04 Nisan 2012; Cemrenin toprağa ve havaya düştüğü mevsim; yeşillikler canlandı, ağaçlar filizlendi, o koca çınar yumdu gözlerini hayata.
 
Aynı mevsim, aynı saatler ve aynı acı.. 
Bizim için ayrılık, onlar için buluşma anıydı belki de.

70 yıllık hayat arkadaşlarının mezarları bile yan yana. Öyle istemişlerdi…
Aslında onlar için yazacak çoook şey var ama sizlere de rahatsızlık vermek istemiyorum.

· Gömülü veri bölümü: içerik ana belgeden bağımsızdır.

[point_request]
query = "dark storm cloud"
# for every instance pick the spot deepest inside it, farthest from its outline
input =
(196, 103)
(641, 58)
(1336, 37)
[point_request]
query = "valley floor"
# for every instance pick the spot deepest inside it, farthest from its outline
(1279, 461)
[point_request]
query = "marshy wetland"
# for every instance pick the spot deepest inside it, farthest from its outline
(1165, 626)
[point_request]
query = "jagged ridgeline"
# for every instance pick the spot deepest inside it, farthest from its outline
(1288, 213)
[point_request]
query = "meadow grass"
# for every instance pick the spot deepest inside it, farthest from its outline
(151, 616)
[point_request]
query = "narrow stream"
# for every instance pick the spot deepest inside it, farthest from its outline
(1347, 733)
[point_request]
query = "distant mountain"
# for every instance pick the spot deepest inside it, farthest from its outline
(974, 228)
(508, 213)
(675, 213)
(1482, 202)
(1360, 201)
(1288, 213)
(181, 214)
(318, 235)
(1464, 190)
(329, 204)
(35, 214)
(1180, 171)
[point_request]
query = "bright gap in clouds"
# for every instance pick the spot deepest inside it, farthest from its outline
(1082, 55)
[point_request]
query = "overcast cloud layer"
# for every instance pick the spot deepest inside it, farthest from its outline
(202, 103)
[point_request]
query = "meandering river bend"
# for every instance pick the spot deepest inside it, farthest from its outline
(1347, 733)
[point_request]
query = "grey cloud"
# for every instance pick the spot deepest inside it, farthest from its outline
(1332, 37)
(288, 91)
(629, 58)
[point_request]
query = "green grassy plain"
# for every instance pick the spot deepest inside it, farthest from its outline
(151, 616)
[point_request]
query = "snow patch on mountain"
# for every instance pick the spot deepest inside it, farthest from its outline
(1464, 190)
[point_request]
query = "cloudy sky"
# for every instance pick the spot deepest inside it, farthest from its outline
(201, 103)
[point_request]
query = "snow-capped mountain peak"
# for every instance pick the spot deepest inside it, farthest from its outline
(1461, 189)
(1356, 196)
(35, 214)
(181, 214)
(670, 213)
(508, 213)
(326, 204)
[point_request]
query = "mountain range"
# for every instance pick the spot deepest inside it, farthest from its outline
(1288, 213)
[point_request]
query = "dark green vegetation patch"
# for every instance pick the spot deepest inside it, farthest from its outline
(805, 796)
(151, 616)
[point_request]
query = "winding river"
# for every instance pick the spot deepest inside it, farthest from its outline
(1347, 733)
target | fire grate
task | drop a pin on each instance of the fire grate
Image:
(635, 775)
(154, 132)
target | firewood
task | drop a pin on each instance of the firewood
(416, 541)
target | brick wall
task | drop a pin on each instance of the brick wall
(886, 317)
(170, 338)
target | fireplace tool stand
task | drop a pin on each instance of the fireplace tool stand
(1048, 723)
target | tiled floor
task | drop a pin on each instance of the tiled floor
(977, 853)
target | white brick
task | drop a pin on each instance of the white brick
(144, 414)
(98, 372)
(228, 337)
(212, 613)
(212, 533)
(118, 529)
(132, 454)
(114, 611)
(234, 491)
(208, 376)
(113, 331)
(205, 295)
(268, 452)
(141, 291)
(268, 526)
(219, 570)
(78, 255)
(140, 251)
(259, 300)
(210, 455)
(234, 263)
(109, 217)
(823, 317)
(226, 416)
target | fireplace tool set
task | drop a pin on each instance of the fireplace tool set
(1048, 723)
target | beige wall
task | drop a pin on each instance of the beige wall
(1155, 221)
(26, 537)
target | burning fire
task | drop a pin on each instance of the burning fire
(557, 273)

Ölülerinize rahmet diliyorum. Mekanları cennet olsun.
 
GELENEK-GÖRENEKLERİMİZ
Batman ve yöresinde yaşanan taziye kültürü belki de dünyanın hiçbir yerinde yaşanmıyor. Yaklaşık bir hafta süren taziye geleneği, o süre zarfında sizleri acılardan uzaklaştırıyor. Kuran-ı Kerim ve Yasin-i Şerifler sizi huzura kavuşturuyor. Adeta ağır bir ameliyat geçiren hastalara yapılan ağrı kesiciler gibi ilaç oluyor size.
Ne mutlu bu gelenek ve göreneklere sahip olanlara…
 
DOKTOR ESEN…
Koca çınarımız, yaklaşık 10 yıldan beri Doktor Esen Tiğiz’in hastasıydı.
Periyodik kontrollerini, tedavisini sağlayan Esen Tiğiz’den, babamız çok hoşnuttu. Hasta-doktor ilişkisinden çok bir akraba ilişkisi gibiydi.
Hastaneye gidecek gücü kalmadığı zamanlarda ise doktoru o’na giderdi… 
Muhabbet ederlerdi, reçetesi yazılır, tedavisi sürerdi.
Amma son ziyaret öyle olmadı!
Doktor Esen geldiğinde (-baba doktorun geldi) babam, ona uzun uzadıya bakarak, “Esennn hakkını bana helal et. Senin üzerimde emeğin var. Benimle çok yoruldun” dedi, o anda benim de Esen’in de gözleri doldu…
Doktor Esen de “Na apo, olur mu öyle şey..”
Doktorundan da helallik istemiş oldu babam.
Hepinizin huzurunda Esen hocama çok ama çok teşekkür ediyorum. Çünkü yaşatan Allah’tı, ama Esen hoca da sebep oluyordu. Ne mutlu sana Esen Tiğiz. Babamda olduğu gibi bizde de aynı sevgi var.
***
Taziye süresince bizleri yalnız bırakmayan, acımızı paylaşan, dostlarımıza, akrabalarımıza, kentteki tüm STK temsilcilerine, işadamlarına, siyasi parti temsilcilerine ve meslektaşlarımıza sonsuz teşekkürler.